Preferably, the reaction solution in step 5) is a Tris-HCl buffer system with pH 7.4.
Preferably, the reaction time in step 4) is 30 minutes, and the click reaction time in step 5) is 10 minutes.
Preferably, the reaction solution and Cu in the step 5)2+The volume ratio of the azide-MNP conjugate to the alkynyl-MNP conjugate is 4:5:5: 5.
The invention applies the difference of the separation speed of the super-paramagnetic nano-particles with different particle sizes in a magnetic field, and constructs a magnetic relaxation time immunosensor (aMRS) based on the state change of small magnetic particles and a magnetic relaxation time immunosensor (nMRS) based on the number change of the small magnetic particles through an enzymatic click reaction. The aMRS mediates the dispersion and aggregation of the small magnetic particles through click reaction, is convenient to operate, has low sensitivity, and can be used for detecting small molecular substances with relatively high detection content (such as sulfonamide antibiotics). nMRS leads to the change of the quantity of small magnetic particles in the system through click reaction mediation, and high-sensitivity detection of low-content small molecular substances (such as clenbuterol) can be realized by adopting magnetic separation.

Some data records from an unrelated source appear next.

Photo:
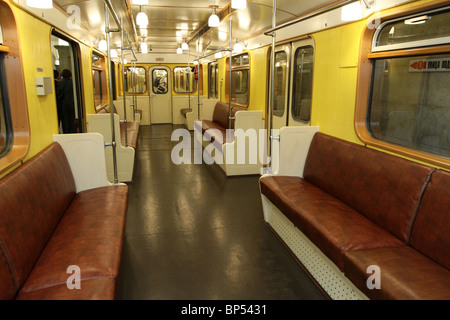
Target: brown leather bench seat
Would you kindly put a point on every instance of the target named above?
(221, 123)
(362, 207)
(185, 111)
(46, 227)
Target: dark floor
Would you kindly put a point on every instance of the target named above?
(193, 234)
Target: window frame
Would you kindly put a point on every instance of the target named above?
(213, 67)
(364, 84)
(102, 72)
(7, 121)
(153, 79)
(237, 68)
(294, 83)
(15, 81)
(177, 80)
(125, 85)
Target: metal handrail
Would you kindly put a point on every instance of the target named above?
(309, 16)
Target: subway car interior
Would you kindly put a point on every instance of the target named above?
(214, 150)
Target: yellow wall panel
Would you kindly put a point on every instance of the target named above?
(36, 54)
(335, 79)
(86, 75)
(258, 79)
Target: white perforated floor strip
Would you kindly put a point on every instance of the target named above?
(326, 273)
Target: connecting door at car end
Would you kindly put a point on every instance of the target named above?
(281, 86)
(294, 64)
(160, 95)
(301, 83)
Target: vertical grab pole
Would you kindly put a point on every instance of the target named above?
(189, 78)
(272, 86)
(230, 82)
(111, 97)
(123, 86)
(134, 83)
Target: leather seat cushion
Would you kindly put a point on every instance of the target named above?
(330, 224)
(384, 188)
(184, 112)
(405, 274)
(36, 194)
(431, 234)
(89, 236)
(91, 289)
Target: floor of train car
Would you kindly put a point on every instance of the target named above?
(194, 234)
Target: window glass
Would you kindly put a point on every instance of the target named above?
(410, 102)
(99, 80)
(303, 80)
(67, 84)
(240, 79)
(5, 119)
(241, 60)
(280, 83)
(135, 80)
(239, 86)
(421, 27)
(184, 79)
(160, 81)
(98, 92)
(213, 81)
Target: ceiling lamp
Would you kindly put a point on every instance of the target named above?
(213, 20)
(142, 20)
(238, 48)
(238, 4)
(184, 45)
(102, 45)
(144, 47)
(352, 12)
(40, 4)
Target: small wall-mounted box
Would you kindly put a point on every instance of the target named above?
(44, 86)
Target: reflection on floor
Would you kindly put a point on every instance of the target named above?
(193, 234)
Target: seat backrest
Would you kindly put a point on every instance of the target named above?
(384, 188)
(221, 114)
(33, 199)
(431, 231)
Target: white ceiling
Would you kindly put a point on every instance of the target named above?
(172, 20)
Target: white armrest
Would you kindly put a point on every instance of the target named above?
(86, 155)
(207, 110)
(293, 149)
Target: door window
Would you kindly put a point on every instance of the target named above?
(160, 81)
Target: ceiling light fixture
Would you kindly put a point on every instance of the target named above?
(144, 47)
(238, 4)
(213, 20)
(239, 46)
(418, 20)
(142, 19)
(40, 4)
(102, 45)
(140, 2)
(184, 45)
(352, 12)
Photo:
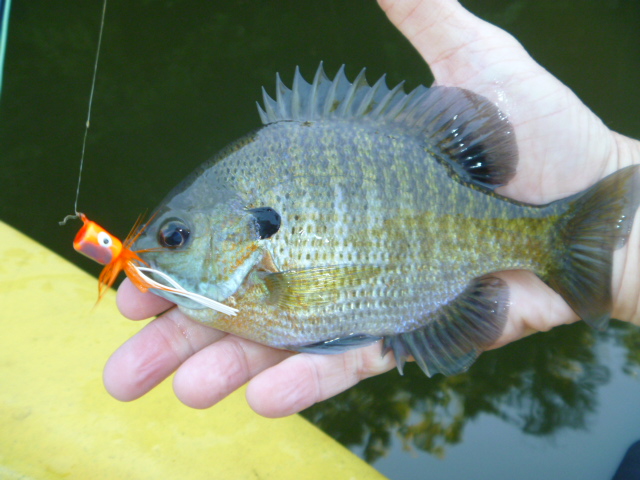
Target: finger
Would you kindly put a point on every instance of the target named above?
(155, 352)
(448, 37)
(302, 380)
(136, 305)
(533, 307)
(218, 370)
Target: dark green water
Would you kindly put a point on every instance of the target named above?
(178, 80)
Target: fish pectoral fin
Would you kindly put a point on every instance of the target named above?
(311, 287)
(337, 345)
(457, 333)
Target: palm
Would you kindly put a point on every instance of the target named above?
(563, 148)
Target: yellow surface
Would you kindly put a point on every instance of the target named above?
(57, 421)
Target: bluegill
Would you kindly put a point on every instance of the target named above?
(360, 213)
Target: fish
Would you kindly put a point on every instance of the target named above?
(359, 213)
(96, 243)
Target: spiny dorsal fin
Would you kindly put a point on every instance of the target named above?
(464, 130)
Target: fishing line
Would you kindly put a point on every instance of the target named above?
(88, 122)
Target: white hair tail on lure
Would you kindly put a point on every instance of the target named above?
(98, 244)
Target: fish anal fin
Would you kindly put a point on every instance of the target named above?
(457, 333)
(310, 287)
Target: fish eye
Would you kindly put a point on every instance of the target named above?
(268, 221)
(173, 233)
(104, 239)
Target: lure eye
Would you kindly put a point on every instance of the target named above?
(268, 221)
(104, 239)
(173, 234)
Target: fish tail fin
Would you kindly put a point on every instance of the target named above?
(597, 222)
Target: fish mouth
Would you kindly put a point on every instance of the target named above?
(170, 288)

The simultaneous application of the two modes expands the application range of the traditional magnetic relaxation time immunosensor, greatly improves the sensitivity of the method, can prepare corresponding reaction reagents according to different analysis objects, further realizes the adjustable sensitivity of the analysis method, can be simultaneously applied to detection of hazard factors with different requirements, and provides an efficient, accurate and rapid detection method for detection of small molecule hazards such as clenbuterol, antibiotics and the like in food safety.
Drawings
FIG. 1 shows azido-MNP30Alkynyl MNP30And blank MNP30An infrared spectrum of (1);
FIG. 2 shows the MN after a click reaction has taken placeP30A TEM pattern of (A);
FIG. 3 shows alkynyl-MNPs1000And azido-MNP30SEM atlas after click reaction;
FIG. 4 shows alkynyl-MNPs1000azido-MNP30And MNP30-MNP1000A particle size characterization plot of the composite;
FIG. 5 shows the aMRS sensor T2Amount of change of value and Cu2+A schematic of the response relationship between concentrations;
FIG. 6 shows an nMRS sensor T2Amount of change of value and Cu2+A schematic of the response relationship between concentrations;
FIG. 7 shows azide-MNP for nMRS sensors30A concentration optimization result;
fig. 8 shows the results of the AAP concentration optimization for the nMRS sensor;
FIG. 9 shows the result of buffer system optimization for nMRS sensors;
FIG. 10 shows an nMRS sensor T2Response relationship between amount of change in value and ALP concentration;
fig. 11 shows a standard curve and a linear range for the detection of clenbuterol by an nMRS sensor;
FIG. 12 shows T for nMRS sensor to detect different small molecule substances2A value change amount;
figure 13 shows the standard curve and linear range for the aMRS method for detection of clenbuterol;
fig. 14 shows a standard curve and linear range for clenbuterol detection by the conventional MRS method;
FIG. 15 shows a standard curve and linear range for clenbuterol detection by conventional ELISA methods;
fig. 16 shows the standard curve and linear range of the aMRS sensor for detection of sulfonamides.
Detailed Description
The invention is further illustrated below by means of specific examples, which are given as examples of clenbuterol, but it is to be understood that these examples are given solely for the purpose of illustration in more detail and are not to be construed as limiting the invention in any way. In the detection of antibiotics, the complete antigen and the monoclonal antibody need only be replaced with the antigen and the antibody corresponding to the antibiotic to be detected, as in the following examples.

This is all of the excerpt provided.